Sean: The biggest challenge for me was adopting the new style of acting. I am used to traditional Shakespeare acting, which is very different from the style here at Synetic.
What scene that you are in and not in do you like the best and why?
Eva: My favorite scene that I am in is ‘Ophelia’s Madness.’ The movement is so unique and perfectly choreographed for Ophelia. My favorite scene that I am not in is “To Be or Not To Be” because it is amazing to see how synchronized the ensemble is and how, even though it is about Hamlet, my eyes are drawn to them sometimes, too.
Lexie: I enjoy participating in ‘Claudius’ Nightmare,’ which utilizes only four ensemble members, Claudius, and Hamlet, Sr. There’s just so much more room onstage in which to operate and you can really tune in to your stretcher partners onstage. When it comes to a scene that I’m not in, I would have to favor the prologue. There’s something about the ominous swinging light illuminating the people who have died that really nails me.
Matthew: The scene I like the most that I am in is the ‘Gravedigger Scene’ because I can play with my character more and have fun with it.
Maura: That’s hard. The scene that I like the best that I am not in is probably ‘Claudius’ Nightmare.’ The Nightmare has some of the most intense music and choreography of the show, and luckily I have a scene right after it so I get to watch it from backstage every night. I also love the Rosencrantz and Guildenstern/Boat Scene because of how cleverly the stretchers and actors are used to portray multiple events over a short period of time. My favorite scene that I am in is probably the ‘Letter Conspiracy.’ It’s short, but I love the quick mood and emotion switches that Gertrude goes through in that scene. It’s a lot of fun to make all of the instantaneous discoveries and changes in the two minutes that I am onstage.
Richard: I really like ‘Claudius’ Nightmare.’ I get to express a wide range of emotions in a condensed period. It’s a blast! Combined with the flashlights and stretcher chaos, it’s an easy choice for me. As far as scenes I’m not in, definitely Ophelia’s drowning (<-btw, spoilers). Gets me every time!
Sean: One of my favorite scenes that I am in is ‘Claudius’ Nightmare.’ There is so much going on metaphorically, the lighting and music are amazing, and the ensemble is incorporated perfectly. The use of smoke and the heated fight between Claudius and Hamlet Senior at the end add lots of energy, and the fade out at the end of the movements and the music bring the scene to a close perfectly. I also like the Ophelia’s madness scene, because it never fails to hit home emotionally and resonate with the viewer, and the music is excellently incorporated with the movement.

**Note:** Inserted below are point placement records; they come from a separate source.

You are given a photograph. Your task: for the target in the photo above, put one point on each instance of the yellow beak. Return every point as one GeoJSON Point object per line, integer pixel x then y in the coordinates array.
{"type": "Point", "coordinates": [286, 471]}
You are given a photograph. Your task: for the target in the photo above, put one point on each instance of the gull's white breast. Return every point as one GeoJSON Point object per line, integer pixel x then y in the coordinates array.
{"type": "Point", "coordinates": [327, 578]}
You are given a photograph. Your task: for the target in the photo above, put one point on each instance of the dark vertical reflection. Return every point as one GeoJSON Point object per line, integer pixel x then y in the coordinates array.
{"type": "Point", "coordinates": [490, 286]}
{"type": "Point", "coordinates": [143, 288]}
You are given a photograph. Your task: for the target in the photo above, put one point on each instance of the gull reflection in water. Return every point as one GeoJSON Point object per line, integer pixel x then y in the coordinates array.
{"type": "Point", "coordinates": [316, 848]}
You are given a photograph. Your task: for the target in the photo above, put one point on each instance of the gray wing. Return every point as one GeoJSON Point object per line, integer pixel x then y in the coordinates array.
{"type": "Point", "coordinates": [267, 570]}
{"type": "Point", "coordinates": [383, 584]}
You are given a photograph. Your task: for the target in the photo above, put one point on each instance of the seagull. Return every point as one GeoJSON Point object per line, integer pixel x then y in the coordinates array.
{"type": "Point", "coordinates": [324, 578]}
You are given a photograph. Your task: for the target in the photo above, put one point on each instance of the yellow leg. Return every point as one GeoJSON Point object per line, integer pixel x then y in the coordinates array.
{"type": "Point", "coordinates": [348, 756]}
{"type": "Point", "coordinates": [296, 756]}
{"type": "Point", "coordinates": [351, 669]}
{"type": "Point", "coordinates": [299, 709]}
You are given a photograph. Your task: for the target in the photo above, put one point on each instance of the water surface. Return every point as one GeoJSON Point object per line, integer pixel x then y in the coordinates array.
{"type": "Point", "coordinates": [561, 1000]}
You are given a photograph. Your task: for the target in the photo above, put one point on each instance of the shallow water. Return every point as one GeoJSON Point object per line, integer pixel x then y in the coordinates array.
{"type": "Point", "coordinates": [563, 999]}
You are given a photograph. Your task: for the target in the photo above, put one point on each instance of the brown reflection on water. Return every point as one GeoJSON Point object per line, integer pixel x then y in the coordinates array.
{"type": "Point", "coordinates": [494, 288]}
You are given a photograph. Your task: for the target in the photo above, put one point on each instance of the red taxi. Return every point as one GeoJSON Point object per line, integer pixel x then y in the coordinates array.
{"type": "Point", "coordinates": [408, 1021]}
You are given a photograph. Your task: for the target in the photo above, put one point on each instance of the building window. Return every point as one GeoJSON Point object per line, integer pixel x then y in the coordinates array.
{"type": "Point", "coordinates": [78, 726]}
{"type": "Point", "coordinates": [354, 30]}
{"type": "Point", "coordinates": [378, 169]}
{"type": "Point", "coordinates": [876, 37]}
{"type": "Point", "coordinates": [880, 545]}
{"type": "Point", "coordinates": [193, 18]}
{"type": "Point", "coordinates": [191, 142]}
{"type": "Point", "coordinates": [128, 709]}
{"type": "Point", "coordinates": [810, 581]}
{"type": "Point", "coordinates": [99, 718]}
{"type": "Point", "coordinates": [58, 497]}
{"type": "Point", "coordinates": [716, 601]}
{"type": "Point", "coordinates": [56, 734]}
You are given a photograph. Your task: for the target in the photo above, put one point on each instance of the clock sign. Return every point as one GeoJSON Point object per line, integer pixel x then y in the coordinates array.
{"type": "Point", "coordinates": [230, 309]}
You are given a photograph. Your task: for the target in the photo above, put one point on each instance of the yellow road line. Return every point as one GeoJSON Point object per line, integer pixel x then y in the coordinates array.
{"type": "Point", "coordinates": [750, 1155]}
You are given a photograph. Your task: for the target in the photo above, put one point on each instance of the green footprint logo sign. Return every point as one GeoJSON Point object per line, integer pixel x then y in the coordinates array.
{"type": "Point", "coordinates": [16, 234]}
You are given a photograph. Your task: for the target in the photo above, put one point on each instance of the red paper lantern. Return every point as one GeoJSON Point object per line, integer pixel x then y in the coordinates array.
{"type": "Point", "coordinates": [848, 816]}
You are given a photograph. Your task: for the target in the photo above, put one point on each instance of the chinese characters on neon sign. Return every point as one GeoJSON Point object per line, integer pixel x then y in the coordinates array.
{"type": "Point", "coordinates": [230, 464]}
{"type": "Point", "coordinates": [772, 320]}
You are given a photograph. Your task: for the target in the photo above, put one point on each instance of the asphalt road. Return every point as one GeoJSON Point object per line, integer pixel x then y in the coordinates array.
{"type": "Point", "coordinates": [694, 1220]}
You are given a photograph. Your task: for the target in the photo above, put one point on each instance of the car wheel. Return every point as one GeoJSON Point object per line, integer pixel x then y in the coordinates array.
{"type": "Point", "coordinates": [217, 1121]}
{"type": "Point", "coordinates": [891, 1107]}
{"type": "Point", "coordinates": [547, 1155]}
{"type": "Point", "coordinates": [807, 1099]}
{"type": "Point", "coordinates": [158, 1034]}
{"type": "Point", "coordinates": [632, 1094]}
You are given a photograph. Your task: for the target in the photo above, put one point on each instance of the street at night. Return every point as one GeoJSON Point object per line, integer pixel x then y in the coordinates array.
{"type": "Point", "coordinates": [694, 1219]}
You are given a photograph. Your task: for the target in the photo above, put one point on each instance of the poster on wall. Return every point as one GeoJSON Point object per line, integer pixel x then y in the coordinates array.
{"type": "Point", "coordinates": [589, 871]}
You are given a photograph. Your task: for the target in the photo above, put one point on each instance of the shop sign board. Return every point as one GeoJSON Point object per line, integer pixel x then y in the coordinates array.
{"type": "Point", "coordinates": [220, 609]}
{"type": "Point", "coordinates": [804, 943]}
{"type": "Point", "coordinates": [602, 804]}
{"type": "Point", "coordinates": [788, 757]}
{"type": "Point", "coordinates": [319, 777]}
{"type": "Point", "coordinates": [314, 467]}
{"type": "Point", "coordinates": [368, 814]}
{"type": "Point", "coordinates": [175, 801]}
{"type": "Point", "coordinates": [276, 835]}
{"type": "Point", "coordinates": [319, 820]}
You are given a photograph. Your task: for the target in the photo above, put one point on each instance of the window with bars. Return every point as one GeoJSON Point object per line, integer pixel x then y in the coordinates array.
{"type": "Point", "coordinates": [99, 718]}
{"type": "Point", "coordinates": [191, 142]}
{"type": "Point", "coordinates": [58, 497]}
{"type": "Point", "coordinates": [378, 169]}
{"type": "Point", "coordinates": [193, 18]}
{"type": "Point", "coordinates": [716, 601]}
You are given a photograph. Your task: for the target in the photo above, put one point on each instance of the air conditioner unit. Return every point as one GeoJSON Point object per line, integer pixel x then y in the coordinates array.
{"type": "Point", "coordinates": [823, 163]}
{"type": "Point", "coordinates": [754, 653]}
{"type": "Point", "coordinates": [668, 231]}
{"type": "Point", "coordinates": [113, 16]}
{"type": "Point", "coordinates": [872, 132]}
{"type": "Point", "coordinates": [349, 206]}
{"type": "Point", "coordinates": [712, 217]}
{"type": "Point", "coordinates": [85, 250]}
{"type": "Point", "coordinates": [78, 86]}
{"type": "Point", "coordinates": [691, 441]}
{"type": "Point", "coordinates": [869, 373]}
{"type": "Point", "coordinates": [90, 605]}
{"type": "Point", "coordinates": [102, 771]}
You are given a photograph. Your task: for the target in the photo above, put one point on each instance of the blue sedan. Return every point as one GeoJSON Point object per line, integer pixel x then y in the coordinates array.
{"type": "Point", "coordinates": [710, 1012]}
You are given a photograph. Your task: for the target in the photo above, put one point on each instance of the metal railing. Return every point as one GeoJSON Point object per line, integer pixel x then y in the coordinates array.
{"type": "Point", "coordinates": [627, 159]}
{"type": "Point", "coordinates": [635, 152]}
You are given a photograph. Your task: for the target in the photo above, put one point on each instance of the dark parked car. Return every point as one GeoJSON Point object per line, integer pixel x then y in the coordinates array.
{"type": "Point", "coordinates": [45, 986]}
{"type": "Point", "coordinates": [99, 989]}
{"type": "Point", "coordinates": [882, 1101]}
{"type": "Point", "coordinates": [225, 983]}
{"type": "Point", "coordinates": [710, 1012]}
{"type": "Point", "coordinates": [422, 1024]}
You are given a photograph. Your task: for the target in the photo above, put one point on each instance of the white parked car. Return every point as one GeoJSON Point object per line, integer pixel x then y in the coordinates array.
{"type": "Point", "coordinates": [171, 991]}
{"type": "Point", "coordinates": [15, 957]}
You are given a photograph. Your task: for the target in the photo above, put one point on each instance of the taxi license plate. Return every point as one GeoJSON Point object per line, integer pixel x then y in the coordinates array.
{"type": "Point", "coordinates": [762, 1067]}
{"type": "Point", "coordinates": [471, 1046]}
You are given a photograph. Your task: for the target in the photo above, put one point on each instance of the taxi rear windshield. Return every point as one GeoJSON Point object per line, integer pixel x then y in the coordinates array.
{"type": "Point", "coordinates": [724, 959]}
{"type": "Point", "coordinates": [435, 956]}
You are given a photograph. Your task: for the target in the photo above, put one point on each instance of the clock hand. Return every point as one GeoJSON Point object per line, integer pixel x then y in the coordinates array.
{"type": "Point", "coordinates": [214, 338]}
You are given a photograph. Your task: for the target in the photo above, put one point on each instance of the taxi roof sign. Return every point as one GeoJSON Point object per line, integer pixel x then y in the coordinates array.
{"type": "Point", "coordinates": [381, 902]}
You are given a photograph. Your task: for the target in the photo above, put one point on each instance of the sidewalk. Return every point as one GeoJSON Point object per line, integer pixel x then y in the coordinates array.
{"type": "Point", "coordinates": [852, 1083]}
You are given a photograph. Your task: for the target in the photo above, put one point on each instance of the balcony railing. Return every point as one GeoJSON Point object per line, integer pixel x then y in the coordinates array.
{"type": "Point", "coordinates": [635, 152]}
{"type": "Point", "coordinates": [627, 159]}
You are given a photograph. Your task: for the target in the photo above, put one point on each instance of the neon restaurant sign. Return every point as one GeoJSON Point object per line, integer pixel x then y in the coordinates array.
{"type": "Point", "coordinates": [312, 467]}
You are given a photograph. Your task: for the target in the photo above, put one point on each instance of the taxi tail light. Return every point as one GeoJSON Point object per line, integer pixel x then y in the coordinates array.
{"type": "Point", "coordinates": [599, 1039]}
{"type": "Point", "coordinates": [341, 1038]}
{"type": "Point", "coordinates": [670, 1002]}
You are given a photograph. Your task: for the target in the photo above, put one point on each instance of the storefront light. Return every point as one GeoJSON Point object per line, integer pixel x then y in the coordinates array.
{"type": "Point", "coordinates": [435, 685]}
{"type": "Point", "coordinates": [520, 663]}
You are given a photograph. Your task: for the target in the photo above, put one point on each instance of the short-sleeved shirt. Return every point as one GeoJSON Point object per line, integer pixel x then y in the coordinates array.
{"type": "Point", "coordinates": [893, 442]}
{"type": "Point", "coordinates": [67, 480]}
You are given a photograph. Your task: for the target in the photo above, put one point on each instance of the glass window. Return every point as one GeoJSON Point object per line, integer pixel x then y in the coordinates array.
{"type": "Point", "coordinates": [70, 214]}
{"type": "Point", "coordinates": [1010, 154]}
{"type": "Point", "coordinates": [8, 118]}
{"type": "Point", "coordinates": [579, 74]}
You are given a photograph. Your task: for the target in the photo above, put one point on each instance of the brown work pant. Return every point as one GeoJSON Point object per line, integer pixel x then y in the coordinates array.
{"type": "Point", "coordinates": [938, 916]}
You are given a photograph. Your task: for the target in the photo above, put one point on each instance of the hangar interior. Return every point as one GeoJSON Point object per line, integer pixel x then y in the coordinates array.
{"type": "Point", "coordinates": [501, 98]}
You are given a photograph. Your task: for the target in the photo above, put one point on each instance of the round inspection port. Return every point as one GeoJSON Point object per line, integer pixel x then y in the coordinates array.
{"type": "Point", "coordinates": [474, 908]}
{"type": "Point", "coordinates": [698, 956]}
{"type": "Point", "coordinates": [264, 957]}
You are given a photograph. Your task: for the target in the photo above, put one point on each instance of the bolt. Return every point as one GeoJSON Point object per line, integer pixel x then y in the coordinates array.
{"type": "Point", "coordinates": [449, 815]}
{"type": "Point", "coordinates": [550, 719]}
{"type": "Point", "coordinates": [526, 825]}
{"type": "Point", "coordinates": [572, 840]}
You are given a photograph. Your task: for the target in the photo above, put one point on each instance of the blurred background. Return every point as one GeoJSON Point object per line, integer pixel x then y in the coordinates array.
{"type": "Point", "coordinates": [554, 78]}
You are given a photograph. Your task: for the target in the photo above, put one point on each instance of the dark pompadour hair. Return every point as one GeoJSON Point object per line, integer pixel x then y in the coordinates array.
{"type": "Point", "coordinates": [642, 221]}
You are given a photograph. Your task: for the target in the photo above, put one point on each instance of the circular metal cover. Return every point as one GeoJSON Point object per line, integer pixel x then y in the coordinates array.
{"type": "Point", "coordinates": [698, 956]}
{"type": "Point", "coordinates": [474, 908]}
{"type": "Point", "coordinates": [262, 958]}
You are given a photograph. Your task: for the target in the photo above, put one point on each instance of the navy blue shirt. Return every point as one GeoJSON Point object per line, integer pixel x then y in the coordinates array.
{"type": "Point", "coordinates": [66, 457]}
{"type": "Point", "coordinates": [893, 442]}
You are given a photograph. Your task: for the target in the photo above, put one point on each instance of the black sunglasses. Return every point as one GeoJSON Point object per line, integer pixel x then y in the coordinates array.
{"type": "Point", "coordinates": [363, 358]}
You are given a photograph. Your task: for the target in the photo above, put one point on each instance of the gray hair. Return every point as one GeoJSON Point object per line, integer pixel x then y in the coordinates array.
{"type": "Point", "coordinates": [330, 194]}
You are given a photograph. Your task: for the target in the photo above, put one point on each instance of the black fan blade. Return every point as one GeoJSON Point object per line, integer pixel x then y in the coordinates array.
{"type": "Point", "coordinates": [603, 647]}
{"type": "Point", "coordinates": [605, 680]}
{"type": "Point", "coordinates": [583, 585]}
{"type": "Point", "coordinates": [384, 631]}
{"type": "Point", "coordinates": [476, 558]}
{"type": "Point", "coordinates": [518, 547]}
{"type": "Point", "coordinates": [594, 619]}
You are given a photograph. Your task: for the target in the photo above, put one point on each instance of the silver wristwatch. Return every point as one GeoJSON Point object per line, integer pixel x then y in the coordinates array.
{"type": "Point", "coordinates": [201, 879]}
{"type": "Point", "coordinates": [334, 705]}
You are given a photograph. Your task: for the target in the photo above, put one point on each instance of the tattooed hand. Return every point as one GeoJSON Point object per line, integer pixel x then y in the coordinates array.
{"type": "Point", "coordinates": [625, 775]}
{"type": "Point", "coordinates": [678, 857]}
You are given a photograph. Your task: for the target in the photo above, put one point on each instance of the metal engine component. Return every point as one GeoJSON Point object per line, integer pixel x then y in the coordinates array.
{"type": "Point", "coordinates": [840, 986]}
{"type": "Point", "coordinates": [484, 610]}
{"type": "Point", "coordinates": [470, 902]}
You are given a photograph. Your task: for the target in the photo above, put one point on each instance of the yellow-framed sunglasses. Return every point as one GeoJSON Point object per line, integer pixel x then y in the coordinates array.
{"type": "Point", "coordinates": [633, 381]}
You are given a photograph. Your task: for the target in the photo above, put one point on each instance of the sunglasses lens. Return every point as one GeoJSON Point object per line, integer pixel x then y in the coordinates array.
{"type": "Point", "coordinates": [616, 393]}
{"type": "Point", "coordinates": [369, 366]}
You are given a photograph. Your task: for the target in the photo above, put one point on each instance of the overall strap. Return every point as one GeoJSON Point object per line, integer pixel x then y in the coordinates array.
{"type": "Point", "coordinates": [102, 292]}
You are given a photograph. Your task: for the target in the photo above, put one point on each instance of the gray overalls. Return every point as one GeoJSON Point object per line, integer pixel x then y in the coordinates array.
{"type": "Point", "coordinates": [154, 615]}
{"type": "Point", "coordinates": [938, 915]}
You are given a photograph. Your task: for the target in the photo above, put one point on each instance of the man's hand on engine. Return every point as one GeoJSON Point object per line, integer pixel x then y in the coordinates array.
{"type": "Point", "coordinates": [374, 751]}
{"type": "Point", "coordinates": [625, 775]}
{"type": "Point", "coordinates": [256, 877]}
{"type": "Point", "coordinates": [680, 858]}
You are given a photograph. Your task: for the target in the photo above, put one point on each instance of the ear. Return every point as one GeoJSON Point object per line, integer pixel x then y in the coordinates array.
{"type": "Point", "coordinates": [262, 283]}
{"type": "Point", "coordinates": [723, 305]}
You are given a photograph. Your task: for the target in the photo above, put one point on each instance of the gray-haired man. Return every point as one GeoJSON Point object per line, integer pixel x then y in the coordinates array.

‘What have you learned as an actor being a member of this ensemble?
Eva: I have learned how to feel what to do next through viewpoints instead of asking out loud.
Lexie: I’ve learned that while moving together as an ensemble looks great, it looks amazing when there’s an added level of precision and sharpness to the execution of the choreography. And while I can’t see the final product from the audience, there are times when I can really sense our synchronization. That makes all of the long rehearsals worth it and makes me appreciate the true power that the ensemble can have over the audience.
Matthew: I have learned how to work with people better. I have learned how to take criticism better.
Maura: I have learned a lot about taking emotion and putting it into my body. As this is a silent show, we don’t have our voices or lines to help convey the story or the characters, so I have had to learn how to really physicalize the emotions and relationships between characters and make them big enough so that the audience can read what is going on. I have also learned more about awareness of the entire cast, whether it be for spacing onstage or for traffic backstage. We constantly have to be aware of where everyone is so that we don’t accidentally injure someone or mess up the stage picture.
Richard: I have never been in a show so movement oriented. I’ve learned how to move through different mediums, dead point, and mime. Further, I have learned how to breath and operate with an ensemble. There are no words in Synetic’s Hamlet, so we’ve learned how to move together and queue ourselves through “ensemble proprioception.” Also, don’t consume unlabelled packets of salt while assuming they’re sugar.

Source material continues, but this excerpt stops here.